No ano lectivo passado, a ESACS registou 17 alunas grávidas, mas já houve anos com registo de 20 e 30 grávidas.

Escola aposta na prevenção

Moisés Tavares avança que a gravidez das alunas resulta do envolvimento destas com terceiros nas comunidades, mas que já houve caso de abuso sexual que a escola denunciou e entregou às autoridades competentes que avançaram com o processo.

“Neste caso, especificamente, a aluna manifestou alguns comportamentos que criou alguma suspeição. Um professor que trabalha com o Gabinete de Orientação e Acompanhamento conseguiu, na conversa com a aluna, saber do ocorrido.
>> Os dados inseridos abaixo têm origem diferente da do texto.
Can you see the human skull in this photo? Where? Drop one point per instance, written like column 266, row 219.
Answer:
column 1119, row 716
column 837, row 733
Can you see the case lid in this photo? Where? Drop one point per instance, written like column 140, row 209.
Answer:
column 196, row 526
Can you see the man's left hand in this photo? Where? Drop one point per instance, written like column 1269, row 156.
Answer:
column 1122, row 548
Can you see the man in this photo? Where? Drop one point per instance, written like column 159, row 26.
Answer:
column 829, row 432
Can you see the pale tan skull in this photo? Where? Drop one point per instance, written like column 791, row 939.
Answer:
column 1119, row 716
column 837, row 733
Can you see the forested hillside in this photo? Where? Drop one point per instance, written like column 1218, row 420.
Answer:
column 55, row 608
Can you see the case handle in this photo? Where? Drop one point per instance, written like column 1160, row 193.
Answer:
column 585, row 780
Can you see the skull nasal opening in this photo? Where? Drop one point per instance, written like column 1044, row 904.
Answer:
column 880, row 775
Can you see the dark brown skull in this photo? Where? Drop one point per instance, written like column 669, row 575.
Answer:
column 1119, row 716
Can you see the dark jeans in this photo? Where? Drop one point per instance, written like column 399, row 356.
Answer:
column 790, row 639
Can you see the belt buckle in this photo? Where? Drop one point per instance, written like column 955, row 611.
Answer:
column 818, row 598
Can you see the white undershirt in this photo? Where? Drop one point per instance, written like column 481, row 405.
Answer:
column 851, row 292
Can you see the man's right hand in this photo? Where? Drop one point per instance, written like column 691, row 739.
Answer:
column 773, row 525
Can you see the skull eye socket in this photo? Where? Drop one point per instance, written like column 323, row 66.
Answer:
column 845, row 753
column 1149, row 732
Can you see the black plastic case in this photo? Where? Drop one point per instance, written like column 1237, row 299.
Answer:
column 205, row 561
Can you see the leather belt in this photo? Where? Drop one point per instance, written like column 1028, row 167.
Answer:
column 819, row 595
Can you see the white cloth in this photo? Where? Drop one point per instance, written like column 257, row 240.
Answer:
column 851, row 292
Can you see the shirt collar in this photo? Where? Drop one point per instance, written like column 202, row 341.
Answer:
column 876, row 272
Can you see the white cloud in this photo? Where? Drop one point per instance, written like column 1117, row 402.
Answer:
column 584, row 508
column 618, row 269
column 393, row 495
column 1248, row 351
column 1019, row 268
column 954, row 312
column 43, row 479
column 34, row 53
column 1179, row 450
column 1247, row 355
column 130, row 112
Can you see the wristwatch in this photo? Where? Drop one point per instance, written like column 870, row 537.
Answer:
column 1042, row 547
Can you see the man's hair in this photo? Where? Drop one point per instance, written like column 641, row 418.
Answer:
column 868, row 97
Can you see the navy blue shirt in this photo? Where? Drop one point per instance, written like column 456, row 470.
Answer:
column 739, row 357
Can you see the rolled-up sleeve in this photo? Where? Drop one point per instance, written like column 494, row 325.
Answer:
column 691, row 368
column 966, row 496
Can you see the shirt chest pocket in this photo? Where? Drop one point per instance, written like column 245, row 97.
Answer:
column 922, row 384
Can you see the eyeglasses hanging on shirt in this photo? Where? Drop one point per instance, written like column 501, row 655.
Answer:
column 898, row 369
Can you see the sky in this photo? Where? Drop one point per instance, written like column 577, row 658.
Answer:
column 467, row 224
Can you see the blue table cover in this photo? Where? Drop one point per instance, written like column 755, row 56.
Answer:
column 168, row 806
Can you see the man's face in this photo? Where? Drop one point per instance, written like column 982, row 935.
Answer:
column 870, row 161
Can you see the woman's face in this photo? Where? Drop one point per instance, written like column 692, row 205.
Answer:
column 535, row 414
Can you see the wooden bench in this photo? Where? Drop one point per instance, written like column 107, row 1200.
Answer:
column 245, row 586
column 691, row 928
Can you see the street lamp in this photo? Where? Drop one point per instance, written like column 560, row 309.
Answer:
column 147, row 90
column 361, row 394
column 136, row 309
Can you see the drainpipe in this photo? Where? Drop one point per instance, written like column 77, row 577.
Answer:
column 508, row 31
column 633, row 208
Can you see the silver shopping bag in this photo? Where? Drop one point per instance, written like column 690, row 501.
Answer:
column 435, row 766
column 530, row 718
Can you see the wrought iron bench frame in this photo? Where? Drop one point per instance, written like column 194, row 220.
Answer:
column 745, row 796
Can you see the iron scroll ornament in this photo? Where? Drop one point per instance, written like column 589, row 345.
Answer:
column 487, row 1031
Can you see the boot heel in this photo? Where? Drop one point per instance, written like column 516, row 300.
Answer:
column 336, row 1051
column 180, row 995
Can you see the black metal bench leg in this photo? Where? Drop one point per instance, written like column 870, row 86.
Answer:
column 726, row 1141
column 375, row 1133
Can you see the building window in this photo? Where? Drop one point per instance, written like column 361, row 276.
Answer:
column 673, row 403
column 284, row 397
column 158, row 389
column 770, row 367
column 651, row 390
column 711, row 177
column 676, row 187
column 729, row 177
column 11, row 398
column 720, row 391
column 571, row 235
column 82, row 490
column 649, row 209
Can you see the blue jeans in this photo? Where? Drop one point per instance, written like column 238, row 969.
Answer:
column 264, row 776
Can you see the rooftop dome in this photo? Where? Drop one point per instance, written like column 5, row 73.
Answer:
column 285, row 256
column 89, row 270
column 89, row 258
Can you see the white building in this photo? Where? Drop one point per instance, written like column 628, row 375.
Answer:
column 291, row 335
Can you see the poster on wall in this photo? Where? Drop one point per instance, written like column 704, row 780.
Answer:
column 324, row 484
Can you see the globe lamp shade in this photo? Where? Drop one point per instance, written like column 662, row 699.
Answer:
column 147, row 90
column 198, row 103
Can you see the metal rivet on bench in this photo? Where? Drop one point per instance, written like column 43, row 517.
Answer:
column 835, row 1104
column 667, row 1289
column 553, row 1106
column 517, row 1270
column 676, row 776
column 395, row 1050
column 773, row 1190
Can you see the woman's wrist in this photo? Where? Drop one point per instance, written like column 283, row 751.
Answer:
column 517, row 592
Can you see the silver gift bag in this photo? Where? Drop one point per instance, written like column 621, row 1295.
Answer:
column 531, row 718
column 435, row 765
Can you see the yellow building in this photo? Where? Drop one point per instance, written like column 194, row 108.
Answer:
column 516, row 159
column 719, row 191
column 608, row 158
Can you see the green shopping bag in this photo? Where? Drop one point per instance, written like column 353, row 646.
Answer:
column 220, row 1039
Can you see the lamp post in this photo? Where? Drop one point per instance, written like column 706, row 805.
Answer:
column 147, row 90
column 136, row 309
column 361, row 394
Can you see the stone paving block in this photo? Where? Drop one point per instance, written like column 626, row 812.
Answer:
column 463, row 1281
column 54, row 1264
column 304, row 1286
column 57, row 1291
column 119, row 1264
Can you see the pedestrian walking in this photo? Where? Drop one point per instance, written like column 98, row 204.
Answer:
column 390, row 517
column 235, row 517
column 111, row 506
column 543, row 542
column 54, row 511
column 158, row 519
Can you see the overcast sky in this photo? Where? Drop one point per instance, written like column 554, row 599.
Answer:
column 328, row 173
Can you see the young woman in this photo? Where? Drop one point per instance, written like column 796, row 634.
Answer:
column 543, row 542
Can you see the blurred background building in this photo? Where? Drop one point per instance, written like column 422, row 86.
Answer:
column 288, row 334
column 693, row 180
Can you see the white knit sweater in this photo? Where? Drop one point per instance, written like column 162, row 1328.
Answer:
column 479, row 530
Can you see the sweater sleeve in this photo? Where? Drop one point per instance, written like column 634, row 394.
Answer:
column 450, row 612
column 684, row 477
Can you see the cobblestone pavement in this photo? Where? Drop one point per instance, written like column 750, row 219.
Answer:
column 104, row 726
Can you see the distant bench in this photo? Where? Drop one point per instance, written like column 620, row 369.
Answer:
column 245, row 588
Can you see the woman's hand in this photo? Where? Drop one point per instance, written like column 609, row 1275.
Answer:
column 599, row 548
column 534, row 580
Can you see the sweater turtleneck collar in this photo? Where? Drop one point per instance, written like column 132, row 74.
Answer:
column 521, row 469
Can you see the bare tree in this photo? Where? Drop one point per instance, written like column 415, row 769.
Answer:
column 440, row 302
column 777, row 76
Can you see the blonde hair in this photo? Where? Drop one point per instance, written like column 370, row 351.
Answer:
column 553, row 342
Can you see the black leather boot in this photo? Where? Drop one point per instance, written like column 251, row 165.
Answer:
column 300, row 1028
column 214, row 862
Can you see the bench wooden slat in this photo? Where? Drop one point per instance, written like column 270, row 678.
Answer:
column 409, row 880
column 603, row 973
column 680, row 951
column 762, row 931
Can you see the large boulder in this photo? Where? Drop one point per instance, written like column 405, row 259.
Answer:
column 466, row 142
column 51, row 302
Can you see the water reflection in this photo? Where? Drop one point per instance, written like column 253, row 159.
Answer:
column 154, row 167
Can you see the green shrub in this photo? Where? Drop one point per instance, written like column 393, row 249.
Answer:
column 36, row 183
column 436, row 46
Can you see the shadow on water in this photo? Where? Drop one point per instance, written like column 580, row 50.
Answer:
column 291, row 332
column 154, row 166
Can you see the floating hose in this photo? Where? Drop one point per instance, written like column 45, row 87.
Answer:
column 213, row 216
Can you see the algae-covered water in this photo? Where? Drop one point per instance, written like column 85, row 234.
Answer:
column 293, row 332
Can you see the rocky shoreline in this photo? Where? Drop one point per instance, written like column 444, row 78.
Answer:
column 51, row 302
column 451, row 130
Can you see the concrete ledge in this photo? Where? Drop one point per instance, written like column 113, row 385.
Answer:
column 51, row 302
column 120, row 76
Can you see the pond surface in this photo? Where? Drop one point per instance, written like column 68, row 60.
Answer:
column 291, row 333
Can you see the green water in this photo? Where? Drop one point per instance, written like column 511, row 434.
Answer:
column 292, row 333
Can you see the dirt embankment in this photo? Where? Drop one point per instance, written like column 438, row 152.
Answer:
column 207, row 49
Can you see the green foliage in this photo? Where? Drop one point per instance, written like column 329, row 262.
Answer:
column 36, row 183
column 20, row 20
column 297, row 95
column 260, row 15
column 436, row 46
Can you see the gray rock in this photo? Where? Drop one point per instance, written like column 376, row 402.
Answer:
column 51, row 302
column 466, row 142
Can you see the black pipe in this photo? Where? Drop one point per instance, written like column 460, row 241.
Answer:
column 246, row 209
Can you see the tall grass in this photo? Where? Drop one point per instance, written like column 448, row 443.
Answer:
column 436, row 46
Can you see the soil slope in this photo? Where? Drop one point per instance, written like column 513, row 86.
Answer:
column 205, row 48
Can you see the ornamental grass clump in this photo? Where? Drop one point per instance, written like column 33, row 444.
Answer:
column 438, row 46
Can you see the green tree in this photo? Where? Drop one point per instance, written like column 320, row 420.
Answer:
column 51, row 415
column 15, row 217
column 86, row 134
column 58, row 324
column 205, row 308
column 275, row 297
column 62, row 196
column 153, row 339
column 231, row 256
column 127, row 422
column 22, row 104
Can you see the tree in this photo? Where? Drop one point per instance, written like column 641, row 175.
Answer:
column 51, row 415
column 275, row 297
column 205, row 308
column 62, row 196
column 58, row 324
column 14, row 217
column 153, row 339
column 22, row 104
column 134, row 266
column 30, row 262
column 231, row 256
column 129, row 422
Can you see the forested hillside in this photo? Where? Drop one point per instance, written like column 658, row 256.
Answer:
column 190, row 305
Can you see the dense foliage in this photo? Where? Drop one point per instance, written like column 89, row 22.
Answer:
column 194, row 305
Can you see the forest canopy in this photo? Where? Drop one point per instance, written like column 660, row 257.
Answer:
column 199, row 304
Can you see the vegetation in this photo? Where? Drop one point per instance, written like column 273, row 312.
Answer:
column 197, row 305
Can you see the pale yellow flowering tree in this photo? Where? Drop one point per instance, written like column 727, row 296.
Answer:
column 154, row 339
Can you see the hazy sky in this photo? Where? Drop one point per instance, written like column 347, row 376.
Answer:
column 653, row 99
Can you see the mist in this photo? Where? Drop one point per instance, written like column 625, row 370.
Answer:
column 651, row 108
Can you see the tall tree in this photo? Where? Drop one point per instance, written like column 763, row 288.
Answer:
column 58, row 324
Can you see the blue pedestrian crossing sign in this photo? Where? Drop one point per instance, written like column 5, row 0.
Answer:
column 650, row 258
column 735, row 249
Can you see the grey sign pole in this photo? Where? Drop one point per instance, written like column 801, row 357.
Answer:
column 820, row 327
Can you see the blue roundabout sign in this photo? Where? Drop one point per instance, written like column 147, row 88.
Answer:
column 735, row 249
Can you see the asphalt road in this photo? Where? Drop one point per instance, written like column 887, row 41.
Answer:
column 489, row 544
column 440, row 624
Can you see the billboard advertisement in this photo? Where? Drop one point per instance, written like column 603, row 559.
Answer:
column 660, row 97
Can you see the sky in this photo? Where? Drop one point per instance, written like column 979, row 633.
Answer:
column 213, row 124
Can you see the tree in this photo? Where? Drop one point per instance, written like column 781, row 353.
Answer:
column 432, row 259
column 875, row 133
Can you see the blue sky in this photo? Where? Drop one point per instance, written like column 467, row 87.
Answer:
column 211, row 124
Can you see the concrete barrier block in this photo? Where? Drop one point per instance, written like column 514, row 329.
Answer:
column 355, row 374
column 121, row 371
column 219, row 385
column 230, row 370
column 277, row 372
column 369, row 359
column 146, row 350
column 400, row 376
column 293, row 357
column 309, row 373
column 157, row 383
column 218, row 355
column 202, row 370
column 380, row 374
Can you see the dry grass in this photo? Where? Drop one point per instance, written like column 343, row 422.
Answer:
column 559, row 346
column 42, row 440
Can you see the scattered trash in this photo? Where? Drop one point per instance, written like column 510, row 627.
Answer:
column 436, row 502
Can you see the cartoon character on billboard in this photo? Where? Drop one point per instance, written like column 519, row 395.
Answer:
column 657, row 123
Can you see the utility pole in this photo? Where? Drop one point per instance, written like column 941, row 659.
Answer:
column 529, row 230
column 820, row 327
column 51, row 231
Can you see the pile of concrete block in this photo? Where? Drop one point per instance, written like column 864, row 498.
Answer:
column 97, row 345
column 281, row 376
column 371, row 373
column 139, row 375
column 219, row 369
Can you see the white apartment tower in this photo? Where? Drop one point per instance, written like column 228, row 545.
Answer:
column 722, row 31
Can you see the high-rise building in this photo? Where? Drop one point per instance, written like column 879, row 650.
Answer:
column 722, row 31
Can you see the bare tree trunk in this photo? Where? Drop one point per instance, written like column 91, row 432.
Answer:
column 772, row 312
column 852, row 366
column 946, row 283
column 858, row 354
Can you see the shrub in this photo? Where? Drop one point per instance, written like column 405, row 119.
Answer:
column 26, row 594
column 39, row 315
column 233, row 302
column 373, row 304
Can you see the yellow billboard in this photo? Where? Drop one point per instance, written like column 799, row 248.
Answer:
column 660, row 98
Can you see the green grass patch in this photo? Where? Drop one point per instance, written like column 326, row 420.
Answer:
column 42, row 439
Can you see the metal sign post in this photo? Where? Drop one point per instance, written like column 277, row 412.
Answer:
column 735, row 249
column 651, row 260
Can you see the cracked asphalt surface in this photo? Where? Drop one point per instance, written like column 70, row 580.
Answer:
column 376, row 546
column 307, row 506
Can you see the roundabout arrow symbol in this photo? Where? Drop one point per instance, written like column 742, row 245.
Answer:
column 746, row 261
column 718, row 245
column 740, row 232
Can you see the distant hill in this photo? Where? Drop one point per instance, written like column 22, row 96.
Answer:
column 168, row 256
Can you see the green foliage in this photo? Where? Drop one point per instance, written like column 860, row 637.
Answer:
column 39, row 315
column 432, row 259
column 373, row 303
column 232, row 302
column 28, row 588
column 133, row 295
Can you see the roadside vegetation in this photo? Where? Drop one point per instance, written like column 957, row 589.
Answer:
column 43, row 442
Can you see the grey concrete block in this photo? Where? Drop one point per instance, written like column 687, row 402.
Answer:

O caso foi entregue ao Ministério Público, para evitar até que os professores ficassem expostos a riscos”, narra.

Questionado sobre a possibilidade de outras gravidezes serem fruto de abuso sexual, nas suas mais diversas formas, Tavares admite que a escola não tem registo de tais informações, mas que trabalha muito na prevenção, quer dos abusos, quer de uma gravidez precoce.

Aliás, no que toca à prevenção da gravidez precoce, o director da ESACS declara que gostaria que a Delegacia de Saúde de Santa Cruz estivesse mais próxima do único Liceu que alberga todos os adolescentes na fase escolar do concelho.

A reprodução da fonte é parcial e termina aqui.